I remember sitting there in that car, staring right at him as the presidential motorcade rocked on through the crowds. I tried to make my mouth scream the word, “duck!” but nothing came out.
Or in America, 1865, where I did my best: “No, I don’t think I feel like going to the theatre tonight”; but he must have changed his mind later, after I was gone, because I don’t seem to have changed history. I have a feeling I can though. And I know that’s dangerous. I think it must be possible, because:
#
I was fifteen. Sitting in the lounge in the summer sun, looking through an old photo album. I guess I should have known better, I just didn’t think it would count.
Well, I came across that picture of us all gathered around for my sister’s birthday party. And we were all about to blow out the candles. And I remember, on that day – being about six then – I was angry with my sister, jealous of all the attention, and of the way she was lording it over me. A picture of me with a little scowl on my face while the rest of the partygoers were laughing. I remember, thinking: I’d just like to ruin the whole thing.

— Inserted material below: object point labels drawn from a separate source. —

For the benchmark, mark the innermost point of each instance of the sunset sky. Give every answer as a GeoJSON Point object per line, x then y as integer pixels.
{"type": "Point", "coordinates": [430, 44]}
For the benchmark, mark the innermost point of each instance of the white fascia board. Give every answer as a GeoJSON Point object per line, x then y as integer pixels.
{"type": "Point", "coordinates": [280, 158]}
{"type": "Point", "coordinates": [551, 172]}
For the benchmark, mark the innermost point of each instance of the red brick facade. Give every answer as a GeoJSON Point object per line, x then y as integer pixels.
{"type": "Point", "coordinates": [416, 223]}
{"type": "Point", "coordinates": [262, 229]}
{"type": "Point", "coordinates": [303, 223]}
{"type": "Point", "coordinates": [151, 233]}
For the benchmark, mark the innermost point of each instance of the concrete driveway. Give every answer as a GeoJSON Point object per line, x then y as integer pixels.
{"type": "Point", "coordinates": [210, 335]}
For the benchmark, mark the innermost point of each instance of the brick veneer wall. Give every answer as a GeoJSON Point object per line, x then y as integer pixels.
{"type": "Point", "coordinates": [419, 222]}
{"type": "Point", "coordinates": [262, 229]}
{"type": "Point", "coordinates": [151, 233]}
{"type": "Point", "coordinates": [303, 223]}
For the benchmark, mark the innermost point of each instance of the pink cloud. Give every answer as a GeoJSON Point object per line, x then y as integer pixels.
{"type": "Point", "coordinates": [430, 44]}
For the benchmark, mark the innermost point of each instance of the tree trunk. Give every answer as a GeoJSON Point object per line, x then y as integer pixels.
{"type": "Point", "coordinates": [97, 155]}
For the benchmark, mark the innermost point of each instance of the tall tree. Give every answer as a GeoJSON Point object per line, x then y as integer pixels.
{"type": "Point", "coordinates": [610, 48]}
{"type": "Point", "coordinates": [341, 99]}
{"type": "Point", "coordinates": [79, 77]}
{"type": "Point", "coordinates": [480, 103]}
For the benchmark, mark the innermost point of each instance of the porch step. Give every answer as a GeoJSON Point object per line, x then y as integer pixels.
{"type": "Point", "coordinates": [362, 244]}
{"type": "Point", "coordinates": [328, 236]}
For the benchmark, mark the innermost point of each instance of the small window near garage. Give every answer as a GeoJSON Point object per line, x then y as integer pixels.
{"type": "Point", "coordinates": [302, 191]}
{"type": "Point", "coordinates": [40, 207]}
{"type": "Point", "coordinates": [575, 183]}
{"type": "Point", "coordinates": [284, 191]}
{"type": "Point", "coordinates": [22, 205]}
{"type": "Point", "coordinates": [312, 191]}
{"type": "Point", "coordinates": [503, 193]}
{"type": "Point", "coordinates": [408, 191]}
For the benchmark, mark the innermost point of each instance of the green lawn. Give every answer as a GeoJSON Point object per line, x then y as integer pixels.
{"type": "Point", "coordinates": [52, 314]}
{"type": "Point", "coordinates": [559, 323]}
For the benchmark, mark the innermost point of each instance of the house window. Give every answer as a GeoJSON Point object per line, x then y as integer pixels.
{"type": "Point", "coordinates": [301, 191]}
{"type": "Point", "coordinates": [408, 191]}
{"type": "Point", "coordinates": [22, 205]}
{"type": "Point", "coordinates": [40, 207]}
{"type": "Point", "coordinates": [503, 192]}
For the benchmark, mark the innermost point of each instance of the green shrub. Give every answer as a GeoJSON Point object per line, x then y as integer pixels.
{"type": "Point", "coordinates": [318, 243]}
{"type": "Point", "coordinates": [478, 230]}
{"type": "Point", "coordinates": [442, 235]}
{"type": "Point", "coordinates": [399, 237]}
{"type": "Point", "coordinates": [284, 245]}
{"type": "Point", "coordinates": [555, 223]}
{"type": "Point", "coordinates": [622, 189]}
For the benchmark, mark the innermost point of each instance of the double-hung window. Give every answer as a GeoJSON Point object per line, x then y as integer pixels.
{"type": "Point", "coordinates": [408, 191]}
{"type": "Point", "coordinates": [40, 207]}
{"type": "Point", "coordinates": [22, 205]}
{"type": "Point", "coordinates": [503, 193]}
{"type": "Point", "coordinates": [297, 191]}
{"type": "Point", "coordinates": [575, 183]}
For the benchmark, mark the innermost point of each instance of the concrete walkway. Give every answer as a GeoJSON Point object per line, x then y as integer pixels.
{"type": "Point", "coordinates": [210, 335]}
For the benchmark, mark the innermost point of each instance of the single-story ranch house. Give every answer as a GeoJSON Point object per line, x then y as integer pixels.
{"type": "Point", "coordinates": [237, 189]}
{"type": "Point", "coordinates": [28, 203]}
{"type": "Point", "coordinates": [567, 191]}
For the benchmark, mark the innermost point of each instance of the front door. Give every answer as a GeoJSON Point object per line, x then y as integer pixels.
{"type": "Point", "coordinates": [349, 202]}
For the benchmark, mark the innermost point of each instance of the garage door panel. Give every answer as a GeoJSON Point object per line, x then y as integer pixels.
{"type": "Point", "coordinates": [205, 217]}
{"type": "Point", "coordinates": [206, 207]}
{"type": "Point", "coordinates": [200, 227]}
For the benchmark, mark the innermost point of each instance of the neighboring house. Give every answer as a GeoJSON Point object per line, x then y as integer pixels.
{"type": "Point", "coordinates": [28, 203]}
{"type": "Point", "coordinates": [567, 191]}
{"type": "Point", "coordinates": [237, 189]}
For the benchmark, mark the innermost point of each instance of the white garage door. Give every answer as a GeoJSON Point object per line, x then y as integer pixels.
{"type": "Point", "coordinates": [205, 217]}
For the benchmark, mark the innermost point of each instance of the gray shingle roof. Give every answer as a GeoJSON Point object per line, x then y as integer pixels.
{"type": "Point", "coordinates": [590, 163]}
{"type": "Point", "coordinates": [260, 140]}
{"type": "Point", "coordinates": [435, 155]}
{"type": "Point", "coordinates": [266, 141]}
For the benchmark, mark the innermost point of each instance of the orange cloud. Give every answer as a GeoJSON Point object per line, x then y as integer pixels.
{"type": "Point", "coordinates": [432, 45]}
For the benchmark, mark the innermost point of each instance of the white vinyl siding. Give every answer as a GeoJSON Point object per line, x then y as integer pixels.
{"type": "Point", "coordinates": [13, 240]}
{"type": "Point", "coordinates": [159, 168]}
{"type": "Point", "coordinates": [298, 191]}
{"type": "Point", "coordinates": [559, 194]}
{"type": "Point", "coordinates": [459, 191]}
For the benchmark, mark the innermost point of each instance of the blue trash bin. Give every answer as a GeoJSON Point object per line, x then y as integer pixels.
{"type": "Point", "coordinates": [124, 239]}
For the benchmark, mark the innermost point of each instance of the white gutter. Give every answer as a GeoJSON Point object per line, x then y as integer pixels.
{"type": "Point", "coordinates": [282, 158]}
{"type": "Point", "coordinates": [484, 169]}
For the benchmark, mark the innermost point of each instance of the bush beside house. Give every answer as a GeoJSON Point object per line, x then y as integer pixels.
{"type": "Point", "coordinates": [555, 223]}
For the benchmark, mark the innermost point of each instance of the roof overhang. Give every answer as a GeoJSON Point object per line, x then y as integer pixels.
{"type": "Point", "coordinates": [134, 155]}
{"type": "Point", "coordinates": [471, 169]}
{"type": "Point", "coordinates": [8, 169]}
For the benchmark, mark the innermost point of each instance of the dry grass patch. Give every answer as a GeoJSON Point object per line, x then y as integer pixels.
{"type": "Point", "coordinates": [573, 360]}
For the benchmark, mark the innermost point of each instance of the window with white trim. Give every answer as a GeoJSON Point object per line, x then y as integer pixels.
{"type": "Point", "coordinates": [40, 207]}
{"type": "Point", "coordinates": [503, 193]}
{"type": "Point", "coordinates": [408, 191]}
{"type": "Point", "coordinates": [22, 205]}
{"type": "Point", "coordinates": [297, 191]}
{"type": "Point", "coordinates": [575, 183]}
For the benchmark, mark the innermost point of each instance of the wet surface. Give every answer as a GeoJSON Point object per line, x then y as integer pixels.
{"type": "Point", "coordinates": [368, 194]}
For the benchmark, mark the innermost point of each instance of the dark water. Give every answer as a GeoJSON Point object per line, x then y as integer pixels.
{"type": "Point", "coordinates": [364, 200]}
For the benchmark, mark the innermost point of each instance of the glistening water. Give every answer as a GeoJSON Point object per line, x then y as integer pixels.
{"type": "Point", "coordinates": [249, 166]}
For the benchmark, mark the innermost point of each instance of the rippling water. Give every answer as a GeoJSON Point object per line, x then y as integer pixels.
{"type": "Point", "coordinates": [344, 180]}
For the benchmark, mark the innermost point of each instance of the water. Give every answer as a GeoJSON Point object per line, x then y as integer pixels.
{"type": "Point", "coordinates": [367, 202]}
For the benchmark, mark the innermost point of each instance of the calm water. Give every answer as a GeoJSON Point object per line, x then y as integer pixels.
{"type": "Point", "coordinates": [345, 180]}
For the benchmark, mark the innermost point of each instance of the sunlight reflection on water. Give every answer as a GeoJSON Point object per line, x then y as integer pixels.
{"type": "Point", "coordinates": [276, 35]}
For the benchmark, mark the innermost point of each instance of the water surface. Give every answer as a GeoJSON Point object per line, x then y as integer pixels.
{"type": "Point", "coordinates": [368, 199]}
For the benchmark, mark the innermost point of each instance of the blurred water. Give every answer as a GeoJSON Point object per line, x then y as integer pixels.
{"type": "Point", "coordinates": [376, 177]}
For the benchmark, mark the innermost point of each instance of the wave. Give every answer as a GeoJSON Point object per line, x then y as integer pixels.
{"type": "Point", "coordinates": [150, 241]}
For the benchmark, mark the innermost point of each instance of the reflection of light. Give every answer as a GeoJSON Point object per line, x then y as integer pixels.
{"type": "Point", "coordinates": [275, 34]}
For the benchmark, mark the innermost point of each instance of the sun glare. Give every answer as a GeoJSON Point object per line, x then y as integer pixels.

And then suddenly, back there, in that six-year-old body, with my hair in pigtails, in that frilly red-and-white dress. Fifteen and six, all at the same time, and a part of me old enough to be fearless, the other part young enough to be hurt and angry and spiteful. I’m not sure which me it was – how much of each me – that reached out with one arm and swiped that birthday cake right over.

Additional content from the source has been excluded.